Mama pulled herself up to her full height of 4 foot 11 inches, smoothed her perfectly coiffed platinum hair, and regarded me regally. Well, as regal as someone standing in a pile of moldy cantaloupe rinds and coffee grounds can be. "I was not drunk. I'd only had a tiny glass of pink wine. Barely a thimble-full, really."
I stepped on a squishy disposable diaper. Used, of course. A rat ran over the toe of my boot. I decided to continue our discussion, but keep my eyes on the ground.
"That's not what Marty said. She said you just about finished the whole fiesta-sized box yourself. You barely left her enough wine for half a glass."
"Right. My trustworthy little sister is a liar."

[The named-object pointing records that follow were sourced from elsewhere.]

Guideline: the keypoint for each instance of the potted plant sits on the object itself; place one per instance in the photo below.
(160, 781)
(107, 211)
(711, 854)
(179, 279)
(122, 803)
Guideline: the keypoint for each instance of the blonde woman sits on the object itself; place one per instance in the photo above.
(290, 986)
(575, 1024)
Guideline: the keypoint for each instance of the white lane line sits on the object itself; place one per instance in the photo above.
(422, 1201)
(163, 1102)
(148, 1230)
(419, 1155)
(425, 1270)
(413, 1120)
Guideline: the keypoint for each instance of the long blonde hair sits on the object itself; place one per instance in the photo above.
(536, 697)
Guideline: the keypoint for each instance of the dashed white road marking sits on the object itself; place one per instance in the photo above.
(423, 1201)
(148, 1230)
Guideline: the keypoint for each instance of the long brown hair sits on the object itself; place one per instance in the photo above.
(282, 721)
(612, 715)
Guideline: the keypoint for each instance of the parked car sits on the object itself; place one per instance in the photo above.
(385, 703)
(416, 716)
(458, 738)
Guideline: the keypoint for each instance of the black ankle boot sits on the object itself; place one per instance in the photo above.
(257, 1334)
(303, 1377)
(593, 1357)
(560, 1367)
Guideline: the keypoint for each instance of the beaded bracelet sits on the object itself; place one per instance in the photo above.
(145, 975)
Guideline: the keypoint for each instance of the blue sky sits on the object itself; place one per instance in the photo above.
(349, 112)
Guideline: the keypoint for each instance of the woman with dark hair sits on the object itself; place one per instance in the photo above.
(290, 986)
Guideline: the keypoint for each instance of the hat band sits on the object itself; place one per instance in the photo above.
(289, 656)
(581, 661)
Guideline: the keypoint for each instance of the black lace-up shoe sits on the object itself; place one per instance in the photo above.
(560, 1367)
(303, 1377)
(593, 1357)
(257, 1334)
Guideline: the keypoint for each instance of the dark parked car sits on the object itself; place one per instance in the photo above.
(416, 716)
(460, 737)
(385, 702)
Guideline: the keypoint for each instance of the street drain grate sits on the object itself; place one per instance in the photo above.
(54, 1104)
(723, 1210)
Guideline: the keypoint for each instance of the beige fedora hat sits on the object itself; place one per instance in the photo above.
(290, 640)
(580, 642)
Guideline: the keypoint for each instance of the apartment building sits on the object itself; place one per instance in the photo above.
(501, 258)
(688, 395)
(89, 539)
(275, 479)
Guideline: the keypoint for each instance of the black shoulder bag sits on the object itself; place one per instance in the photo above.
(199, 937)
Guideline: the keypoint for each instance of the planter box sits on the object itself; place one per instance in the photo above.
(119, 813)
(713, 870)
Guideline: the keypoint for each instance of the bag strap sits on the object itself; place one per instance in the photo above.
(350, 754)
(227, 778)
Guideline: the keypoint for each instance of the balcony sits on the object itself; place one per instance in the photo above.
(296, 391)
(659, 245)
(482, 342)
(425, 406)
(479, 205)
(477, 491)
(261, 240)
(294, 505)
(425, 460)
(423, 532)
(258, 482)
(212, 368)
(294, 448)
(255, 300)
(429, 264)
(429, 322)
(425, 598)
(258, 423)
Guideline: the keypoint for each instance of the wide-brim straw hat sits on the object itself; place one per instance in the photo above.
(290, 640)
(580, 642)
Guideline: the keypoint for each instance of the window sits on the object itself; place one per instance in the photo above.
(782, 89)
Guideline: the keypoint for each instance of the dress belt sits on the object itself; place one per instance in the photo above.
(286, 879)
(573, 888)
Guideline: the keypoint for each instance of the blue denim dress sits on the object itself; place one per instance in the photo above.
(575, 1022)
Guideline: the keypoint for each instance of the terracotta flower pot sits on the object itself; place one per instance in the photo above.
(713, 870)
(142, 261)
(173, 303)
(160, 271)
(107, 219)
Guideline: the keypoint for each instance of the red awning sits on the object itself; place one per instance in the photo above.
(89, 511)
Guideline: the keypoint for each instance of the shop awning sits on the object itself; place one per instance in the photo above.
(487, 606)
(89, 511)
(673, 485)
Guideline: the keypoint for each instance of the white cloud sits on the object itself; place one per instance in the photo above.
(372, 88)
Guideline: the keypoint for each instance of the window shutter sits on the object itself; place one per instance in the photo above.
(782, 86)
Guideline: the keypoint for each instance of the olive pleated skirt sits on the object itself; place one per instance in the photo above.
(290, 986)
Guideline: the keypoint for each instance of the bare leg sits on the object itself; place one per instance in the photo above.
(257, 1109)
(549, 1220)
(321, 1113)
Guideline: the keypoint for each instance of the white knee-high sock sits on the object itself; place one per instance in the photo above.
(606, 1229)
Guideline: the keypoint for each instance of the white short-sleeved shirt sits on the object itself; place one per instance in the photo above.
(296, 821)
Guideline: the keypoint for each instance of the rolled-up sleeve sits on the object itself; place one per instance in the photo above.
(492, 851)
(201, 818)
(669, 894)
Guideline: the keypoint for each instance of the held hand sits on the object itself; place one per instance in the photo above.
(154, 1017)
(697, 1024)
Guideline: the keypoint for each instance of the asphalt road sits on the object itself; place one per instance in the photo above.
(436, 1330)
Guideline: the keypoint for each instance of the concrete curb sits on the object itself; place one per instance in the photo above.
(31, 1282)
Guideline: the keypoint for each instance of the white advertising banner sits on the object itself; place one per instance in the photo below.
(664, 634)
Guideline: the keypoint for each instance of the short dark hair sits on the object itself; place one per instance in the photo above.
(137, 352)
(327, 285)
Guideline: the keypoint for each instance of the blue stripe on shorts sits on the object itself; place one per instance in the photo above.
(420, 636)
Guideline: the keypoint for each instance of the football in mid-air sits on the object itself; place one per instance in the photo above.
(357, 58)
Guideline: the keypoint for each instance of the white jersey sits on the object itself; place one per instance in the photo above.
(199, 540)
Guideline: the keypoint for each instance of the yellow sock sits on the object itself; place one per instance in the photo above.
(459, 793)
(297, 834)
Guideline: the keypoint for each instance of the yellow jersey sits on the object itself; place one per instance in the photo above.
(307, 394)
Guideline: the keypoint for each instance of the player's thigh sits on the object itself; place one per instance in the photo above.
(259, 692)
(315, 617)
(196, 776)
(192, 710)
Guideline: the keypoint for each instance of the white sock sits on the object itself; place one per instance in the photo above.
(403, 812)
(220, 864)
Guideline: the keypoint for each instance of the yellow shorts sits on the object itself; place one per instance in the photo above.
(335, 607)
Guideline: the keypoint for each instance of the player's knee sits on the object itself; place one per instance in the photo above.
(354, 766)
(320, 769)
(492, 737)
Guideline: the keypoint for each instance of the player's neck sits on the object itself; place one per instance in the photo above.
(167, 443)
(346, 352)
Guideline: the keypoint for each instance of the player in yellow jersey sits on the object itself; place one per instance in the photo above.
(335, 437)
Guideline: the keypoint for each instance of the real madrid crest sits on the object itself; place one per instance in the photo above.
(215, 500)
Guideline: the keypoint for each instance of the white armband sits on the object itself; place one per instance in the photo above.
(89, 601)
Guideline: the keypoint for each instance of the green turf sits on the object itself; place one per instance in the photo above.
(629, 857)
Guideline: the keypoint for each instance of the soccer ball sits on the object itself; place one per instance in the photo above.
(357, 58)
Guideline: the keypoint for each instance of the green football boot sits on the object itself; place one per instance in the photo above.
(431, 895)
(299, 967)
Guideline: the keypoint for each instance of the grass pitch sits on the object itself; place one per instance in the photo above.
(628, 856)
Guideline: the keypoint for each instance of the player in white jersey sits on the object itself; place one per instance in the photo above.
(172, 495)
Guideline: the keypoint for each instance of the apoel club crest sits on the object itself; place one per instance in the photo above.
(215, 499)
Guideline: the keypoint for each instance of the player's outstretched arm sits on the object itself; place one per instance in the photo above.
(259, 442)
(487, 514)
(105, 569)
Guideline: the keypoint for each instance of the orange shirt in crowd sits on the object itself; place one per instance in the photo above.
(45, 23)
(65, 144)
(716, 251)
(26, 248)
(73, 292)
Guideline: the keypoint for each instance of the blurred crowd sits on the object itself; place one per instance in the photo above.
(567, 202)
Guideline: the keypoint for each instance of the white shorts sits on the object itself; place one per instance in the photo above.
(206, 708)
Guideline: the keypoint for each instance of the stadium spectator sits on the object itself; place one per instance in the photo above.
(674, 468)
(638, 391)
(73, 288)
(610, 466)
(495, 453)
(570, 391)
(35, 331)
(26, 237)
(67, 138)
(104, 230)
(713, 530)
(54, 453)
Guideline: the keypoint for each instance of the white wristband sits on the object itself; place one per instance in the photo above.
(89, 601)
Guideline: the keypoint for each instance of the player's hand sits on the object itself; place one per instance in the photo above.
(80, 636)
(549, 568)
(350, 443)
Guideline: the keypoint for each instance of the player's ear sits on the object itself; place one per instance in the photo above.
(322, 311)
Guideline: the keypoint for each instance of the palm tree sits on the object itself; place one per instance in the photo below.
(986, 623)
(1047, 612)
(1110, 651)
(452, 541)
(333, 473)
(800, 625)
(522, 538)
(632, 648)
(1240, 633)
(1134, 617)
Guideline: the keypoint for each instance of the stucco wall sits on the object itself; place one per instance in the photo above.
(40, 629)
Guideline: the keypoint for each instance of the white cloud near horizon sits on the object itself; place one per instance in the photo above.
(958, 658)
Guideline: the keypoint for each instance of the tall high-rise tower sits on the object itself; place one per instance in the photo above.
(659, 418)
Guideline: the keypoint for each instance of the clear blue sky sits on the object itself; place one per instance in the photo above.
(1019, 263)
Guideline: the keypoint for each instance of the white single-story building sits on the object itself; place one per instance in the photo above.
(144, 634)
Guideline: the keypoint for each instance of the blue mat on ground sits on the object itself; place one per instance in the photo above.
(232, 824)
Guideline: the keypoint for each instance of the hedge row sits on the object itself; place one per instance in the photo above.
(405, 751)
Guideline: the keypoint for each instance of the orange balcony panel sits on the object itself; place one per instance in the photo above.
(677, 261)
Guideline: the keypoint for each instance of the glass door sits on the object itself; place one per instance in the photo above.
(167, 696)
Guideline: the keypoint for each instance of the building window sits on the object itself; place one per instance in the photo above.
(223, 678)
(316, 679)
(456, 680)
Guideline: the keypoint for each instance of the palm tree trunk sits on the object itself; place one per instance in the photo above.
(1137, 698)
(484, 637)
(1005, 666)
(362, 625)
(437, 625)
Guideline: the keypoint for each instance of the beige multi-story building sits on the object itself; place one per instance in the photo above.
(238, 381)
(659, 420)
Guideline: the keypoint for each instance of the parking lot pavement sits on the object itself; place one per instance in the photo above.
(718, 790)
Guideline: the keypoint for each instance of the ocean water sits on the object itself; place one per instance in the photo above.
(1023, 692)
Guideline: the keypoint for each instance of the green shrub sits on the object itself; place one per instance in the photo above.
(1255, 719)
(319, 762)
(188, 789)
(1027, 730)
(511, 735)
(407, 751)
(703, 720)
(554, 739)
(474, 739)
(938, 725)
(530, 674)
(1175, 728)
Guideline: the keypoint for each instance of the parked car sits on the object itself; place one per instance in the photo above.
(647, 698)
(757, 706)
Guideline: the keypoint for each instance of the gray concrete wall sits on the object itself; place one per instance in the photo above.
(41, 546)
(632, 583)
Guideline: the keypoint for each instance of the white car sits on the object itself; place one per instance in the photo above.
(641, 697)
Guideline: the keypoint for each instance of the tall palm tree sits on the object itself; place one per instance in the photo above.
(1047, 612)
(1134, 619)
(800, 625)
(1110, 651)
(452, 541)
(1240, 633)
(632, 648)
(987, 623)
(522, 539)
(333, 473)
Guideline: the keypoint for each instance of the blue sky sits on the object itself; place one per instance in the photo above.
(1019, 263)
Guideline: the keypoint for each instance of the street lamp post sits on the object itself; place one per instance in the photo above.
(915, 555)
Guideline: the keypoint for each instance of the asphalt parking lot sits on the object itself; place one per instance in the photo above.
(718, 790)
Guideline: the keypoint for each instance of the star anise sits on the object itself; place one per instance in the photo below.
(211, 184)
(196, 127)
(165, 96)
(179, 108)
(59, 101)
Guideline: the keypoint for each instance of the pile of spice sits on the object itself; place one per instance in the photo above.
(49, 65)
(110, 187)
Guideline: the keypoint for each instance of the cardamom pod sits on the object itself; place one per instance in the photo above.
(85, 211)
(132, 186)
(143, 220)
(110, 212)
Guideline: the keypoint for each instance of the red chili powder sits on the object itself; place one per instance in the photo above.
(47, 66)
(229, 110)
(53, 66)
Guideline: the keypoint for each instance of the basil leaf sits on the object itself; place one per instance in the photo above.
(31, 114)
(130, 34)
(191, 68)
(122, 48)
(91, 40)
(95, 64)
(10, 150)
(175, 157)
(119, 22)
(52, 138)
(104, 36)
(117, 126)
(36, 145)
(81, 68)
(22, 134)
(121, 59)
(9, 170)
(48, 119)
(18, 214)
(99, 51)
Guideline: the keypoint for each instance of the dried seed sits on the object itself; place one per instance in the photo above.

"She's not lying; exaggerating, maybe. Anyhoo, I'd taken off my ring to scour the stovetop. I must have swept it off the counter into the trashcan with the used paper towels. We'll never have to worry about the same thing happening with that new ring of yours, since you never scour anything."
I took pity on her and didn't press it, figuring she felt bad enough about losing the enormous diamond wedding ring Husband No. 5 had recently given her. Amazingly, Salvatore "Big Sal" Provenza from Da Bronx was turning into a keeper. No such luck, apparently, with his ring. I kept quiet, working my way through another pile of rubbish. The silence stretched out, without Mama saying one word. That was unusual enough that it made me look up to check on her.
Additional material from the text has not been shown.